Given the statistical fragility identified across the orthopedic literature, future research should integrate the FI and FQ metrics in outcome reporting to aid in the interpretation of study findings. Furthermore, future studies should consider using additional statistical tools such as the MCID, substantial clinical benefit, patient-acceptable symptomatic state, and maximal outcome improvement to ensure clinically significant improvement from interventions employed. In the present fragility analysis, just 7 articles used such metrics to indicate clinically significant improvement. Consistent reporting of the MCID or other clinically significant outcome measures may allow for more effective evaluation of the extent of treatment effects. 32 Furthermore, these metrics will aid in standardizing assessment of patient improvement and ensuring evidence-based decision-making for management of cartilage defects of the knee.
Limitations
This fragility analysis is not without limitations. Our systematic review was limited to the available RCT literature with an intervention arm related to marrow stimulation for cartilage restoration of the knee. In addition, our fragility analysis was limited to dichotomous outcomes, thus leaving out continuous outcomes or trials with greater than 2 intervention arms. Furthermore, while we categorized the extracted outcomes for subgroup analysis, there was heterogeneity across the studies in assessment of the outcomes (e.g., different timepoints of outcome assessment, different PROMs evaluated, different thresholds for volume of defect filling). This review also did not assess studies prior to 2010 which may have limited how comprehensive our fragility analysis of marrow stimulation RCTs was. Finally, there are currently no FI and FQ thresholds set in the literature. However, Baer et al. 58 argue against setting a uniform threshold and instead recommends considering the clinical question being addressed and study design characteristics when interpreting fragility. Thus, a comprehensive analysis of outcome robustness should include the P-value, FI, and FQ metrics in conjunction with evaluation of study design quality and evidence of bias.
Conclusion
RCTs assessing marrow stimulation techniques in cartilage restoration of the knee are statistically fragile. Only 3 outcome event reversals may be sufficient to alter significance.

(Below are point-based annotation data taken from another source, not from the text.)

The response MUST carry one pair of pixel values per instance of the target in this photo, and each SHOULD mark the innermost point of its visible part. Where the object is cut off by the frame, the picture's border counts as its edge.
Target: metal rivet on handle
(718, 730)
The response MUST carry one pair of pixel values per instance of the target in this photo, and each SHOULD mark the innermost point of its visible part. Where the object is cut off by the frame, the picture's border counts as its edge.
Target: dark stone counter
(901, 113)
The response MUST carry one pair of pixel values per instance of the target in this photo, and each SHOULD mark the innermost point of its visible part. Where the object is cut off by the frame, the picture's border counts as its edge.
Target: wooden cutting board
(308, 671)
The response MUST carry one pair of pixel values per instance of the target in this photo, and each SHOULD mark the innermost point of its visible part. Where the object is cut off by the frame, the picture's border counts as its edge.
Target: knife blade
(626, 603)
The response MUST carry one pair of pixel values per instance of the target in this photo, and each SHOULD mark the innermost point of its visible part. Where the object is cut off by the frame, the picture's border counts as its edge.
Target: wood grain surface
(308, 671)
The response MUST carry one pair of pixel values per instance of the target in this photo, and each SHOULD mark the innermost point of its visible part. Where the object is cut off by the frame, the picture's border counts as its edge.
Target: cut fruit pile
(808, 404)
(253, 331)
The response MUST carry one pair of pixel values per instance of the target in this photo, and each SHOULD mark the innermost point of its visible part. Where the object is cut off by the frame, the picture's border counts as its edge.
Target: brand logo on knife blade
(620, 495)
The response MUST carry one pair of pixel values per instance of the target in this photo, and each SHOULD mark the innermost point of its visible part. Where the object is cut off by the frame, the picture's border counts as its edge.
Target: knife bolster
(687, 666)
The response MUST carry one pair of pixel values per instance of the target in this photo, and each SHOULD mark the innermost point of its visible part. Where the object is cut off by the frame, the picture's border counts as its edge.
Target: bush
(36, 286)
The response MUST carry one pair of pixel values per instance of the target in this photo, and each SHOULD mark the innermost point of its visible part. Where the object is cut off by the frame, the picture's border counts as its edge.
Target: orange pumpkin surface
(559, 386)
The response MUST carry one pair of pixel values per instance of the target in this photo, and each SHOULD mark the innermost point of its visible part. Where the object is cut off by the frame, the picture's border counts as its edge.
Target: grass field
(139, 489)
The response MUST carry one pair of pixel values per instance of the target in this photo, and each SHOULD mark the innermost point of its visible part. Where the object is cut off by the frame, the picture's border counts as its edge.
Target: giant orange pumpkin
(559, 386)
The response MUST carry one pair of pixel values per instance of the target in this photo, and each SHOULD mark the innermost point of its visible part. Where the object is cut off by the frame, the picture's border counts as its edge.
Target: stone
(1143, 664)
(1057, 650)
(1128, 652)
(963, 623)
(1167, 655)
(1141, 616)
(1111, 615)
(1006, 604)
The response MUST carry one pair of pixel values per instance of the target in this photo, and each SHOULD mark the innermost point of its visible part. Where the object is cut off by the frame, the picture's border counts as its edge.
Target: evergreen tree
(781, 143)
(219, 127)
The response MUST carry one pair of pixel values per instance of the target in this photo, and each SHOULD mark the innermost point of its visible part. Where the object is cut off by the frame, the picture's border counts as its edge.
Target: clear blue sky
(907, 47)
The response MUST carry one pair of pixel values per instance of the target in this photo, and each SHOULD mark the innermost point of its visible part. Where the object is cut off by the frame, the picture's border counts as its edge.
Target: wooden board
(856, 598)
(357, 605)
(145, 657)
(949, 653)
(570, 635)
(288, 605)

We therefore recommend the combined reporting of FI and FQ metrics with P-values and clinically significant outcome metrics (i.e., the MCID) to ensure that clinicians are able to effectively interpret the robustness of outcomes reported in RCTs assessing knee cartilage restoration techniques.
Footnotes
Acknowledgments and Funding
The author(s) received no financial support for the research, authorship, and/or publication of this article.
Declaration of Conflicting Interests
The author(s) declared no potential conflicts of interest with respect to the research, authorship, and/or publication of this article.
Ethical Approval
IRB approval was not required for this manuscript as only publicly available data was included in the investigation.